In diesem Moment ging die Kabinentür auf, und zwei Männer kamen herein. Die kannte ich auch aus dem Fernsehen: Es waren die Manager beider Mannschaften. Der eine schimpfte: "Gerd, das kann doch wohl nicht wahr sein, dass unsere Jungs auf dem Platz das Spiel ihres Lebens machen und du sie hier vor der ganzen Nation schlechtmachst." Und der andere warf ihm vor: "Du benimmst dich hier wie ein schwäbischer Pauschaltourist auf einer Kaffeefahrt." Herr Rübensauer reagierte: "Schiebt gefälligst eure Kadaver aus meinem Dunstkreis, ihr Ohrfeigengesichter. Ihr schränkt meine Pressefreiheit ein!" Dann brüllten sie sich an, anschließend ohrfeigten sie sich, dann versetzten sie sich Kinnhaken, und bums war der Streit da. Ich nutzte die Gelegenheit, um das angefressene Wurstbrot zurück in die Brotdose zu tun, und sah mir dann in Ruhe das Spiel an.

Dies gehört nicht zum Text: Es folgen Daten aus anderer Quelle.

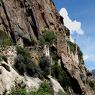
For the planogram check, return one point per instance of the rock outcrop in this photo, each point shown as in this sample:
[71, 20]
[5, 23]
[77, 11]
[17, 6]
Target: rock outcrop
[23, 21]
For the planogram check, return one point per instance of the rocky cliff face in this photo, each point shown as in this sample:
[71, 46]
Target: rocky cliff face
[24, 20]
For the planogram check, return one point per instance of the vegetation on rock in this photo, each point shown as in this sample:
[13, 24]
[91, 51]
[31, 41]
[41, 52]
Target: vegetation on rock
[45, 89]
[47, 37]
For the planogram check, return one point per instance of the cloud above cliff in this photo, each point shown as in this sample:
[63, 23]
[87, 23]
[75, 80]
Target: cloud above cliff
[73, 26]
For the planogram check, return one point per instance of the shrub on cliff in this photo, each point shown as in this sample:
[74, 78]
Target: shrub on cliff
[45, 65]
[5, 40]
[61, 75]
[24, 64]
[47, 37]
[45, 89]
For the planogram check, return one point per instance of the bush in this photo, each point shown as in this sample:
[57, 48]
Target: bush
[61, 75]
[5, 40]
[45, 65]
[23, 63]
[72, 47]
[47, 37]
[45, 89]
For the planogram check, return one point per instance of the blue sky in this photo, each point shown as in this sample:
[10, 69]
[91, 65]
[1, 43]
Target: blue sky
[82, 11]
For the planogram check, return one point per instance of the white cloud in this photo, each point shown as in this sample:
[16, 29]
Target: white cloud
[73, 26]
[71, 39]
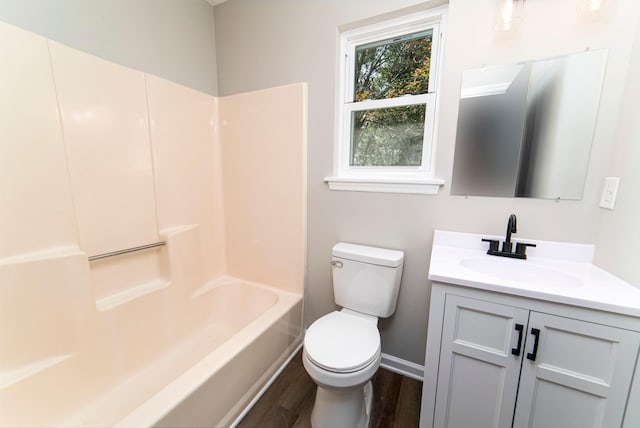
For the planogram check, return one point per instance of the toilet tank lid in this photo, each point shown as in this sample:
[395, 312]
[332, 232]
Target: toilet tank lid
[366, 254]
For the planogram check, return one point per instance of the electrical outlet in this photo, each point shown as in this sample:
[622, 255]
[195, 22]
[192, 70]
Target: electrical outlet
[608, 198]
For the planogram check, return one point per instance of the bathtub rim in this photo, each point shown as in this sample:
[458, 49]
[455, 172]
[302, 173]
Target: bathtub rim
[153, 409]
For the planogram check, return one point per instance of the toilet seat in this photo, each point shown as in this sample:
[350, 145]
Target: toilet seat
[341, 342]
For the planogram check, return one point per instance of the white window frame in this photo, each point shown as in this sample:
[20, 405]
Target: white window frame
[406, 179]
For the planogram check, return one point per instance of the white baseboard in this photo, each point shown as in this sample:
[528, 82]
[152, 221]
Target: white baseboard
[403, 367]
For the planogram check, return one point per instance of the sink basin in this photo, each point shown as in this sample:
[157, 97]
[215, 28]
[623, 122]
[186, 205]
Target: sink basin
[520, 271]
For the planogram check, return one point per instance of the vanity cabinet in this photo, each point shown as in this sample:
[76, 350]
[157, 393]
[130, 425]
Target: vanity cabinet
[498, 360]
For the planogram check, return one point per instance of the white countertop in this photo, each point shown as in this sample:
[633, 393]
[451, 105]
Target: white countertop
[553, 271]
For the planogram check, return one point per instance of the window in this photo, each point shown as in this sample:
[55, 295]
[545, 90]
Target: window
[387, 106]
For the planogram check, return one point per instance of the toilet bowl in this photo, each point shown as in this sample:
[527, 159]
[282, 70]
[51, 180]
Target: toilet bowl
[342, 349]
[341, 354]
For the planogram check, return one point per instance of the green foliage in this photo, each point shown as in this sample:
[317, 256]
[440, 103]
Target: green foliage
[390, 136]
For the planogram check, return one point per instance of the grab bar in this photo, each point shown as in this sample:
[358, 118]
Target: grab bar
[125, 251]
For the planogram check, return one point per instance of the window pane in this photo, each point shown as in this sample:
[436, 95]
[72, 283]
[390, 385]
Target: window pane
[393, 67]
[387, 136]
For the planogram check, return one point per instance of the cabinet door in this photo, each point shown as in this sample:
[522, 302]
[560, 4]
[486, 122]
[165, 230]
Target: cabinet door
[478, 374]
[580, 376]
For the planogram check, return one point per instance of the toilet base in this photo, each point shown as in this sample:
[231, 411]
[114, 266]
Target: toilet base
[342, 407]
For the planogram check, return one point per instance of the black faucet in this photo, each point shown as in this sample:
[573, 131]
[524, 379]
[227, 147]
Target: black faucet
[511, 228]
[507, 245]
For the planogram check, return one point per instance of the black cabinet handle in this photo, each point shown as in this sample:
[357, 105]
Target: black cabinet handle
[516, 351]
[532, 355]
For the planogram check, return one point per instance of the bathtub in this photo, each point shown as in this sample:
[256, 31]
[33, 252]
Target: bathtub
[230, 339]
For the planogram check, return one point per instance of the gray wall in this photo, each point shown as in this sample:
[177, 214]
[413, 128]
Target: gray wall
[173, 39]
[618, 241]
[267, 43]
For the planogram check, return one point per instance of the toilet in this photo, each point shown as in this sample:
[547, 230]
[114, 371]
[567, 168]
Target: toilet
[342, 349]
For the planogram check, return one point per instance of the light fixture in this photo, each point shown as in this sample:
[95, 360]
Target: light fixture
[508, 14]
[590, 6]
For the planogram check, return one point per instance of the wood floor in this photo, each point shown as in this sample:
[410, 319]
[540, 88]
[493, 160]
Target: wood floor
[289, 400]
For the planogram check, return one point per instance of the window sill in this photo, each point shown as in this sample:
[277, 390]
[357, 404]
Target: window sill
[386, 185]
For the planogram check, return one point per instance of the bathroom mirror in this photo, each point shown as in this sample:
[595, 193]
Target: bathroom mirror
[525, 130]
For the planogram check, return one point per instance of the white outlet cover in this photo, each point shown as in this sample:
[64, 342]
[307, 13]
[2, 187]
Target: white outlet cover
[609, 192]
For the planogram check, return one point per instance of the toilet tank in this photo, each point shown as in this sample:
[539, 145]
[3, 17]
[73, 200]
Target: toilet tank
[366, 279]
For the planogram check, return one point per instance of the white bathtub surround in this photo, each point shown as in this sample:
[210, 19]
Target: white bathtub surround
[100, 158]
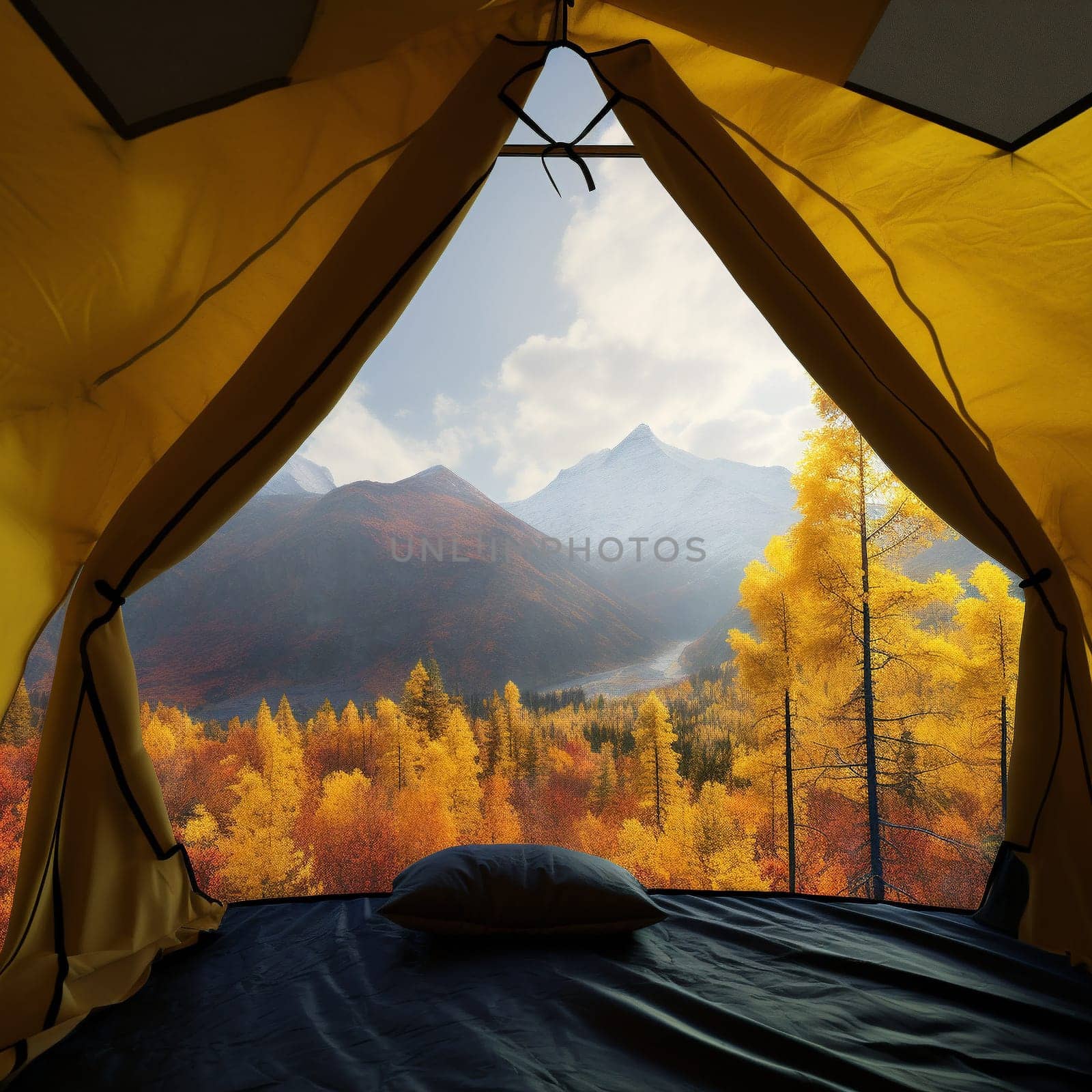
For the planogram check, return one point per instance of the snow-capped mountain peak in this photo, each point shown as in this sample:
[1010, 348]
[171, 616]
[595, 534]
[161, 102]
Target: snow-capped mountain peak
[646, 489]
[298, 476]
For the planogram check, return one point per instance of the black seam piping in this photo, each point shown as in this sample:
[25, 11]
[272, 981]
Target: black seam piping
[54, 840]
[882, 255]
[98, 98]
[1003, 145]
[944, 445]
[209, 293]
[117, 591]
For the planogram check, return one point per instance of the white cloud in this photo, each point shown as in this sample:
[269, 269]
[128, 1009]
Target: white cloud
[356, 446]
[662, 334]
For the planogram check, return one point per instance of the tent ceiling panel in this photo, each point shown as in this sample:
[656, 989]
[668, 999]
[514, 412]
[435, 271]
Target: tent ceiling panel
[1005, 72]
[147, 65]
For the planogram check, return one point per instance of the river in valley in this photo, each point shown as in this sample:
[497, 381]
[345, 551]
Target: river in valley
[662, 669]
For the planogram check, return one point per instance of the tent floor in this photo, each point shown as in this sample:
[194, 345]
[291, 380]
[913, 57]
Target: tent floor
[736, 992]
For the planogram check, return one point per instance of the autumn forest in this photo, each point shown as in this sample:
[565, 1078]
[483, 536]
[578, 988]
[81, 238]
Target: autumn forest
[854, 742]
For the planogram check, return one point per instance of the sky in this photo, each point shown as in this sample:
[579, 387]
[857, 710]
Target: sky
[551, 328]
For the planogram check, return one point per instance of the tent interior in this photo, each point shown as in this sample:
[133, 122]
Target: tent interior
[868, 809]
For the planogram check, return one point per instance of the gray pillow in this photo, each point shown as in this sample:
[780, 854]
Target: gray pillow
[528, 889]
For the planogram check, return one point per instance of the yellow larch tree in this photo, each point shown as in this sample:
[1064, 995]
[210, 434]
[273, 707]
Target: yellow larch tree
[988, 629]
[500, 824]
[261, 857]
[859, 522]
[775, 669]
[464, 788]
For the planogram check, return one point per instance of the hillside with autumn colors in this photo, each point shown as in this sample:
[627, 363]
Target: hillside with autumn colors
[853, 742]
[307, 594]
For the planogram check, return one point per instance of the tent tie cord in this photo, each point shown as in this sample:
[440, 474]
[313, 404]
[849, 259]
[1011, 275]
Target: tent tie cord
[109, 593]
[1037, 578]
[569, 147]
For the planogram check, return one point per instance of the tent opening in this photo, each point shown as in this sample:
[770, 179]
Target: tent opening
[702, 631]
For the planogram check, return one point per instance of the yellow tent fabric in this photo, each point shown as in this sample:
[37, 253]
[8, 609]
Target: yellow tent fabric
[183, 308]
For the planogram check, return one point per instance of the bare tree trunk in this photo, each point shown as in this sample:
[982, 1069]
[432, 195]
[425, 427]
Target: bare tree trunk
[1005, 760]
[875, 857]
[790, 803]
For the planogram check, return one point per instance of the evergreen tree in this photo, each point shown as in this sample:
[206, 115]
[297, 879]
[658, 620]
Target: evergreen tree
[437, 702]
[18, 725]
[285, 719]
[401, 747]
[657, 778]
[498, 740]
[464, 790]
[606, 778]
[775, 667]
[414, 697]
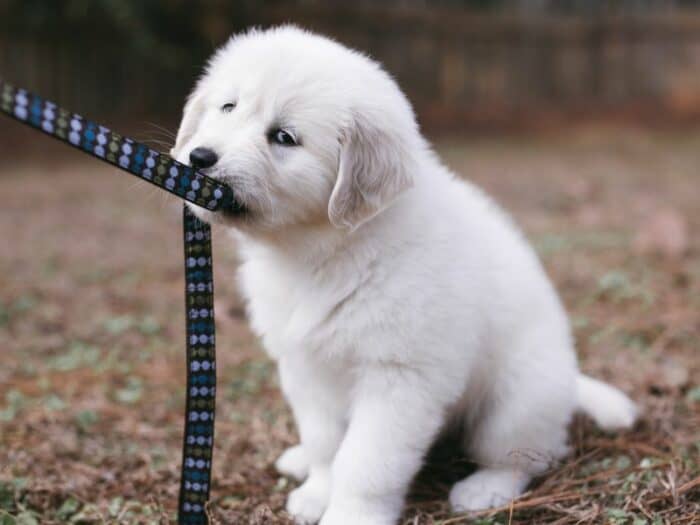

Die Schlägerei hinter meinem Stuhl störte mich weniger als vorher das Gemotze vom Herrn Rübensauer. Das Spiel gewannen die Hannoveraner übrigens mit 7:6 ohne Verlängerung. War wirklich gut!

Abends hieß es in der Tagesschau: "... sahen siebzigtausend Zuschauer im ausverkauften Bieder-Sachsen-Stadion das möglicherweise beste Pokalspiel seit Jahren. Allerdings wurde die glanzvolle Partie von schweren Ausschreitungen in der Kommentatorenkabine überschattet."

Vielleicht werde ich ja später mal Fußballkommentatorin.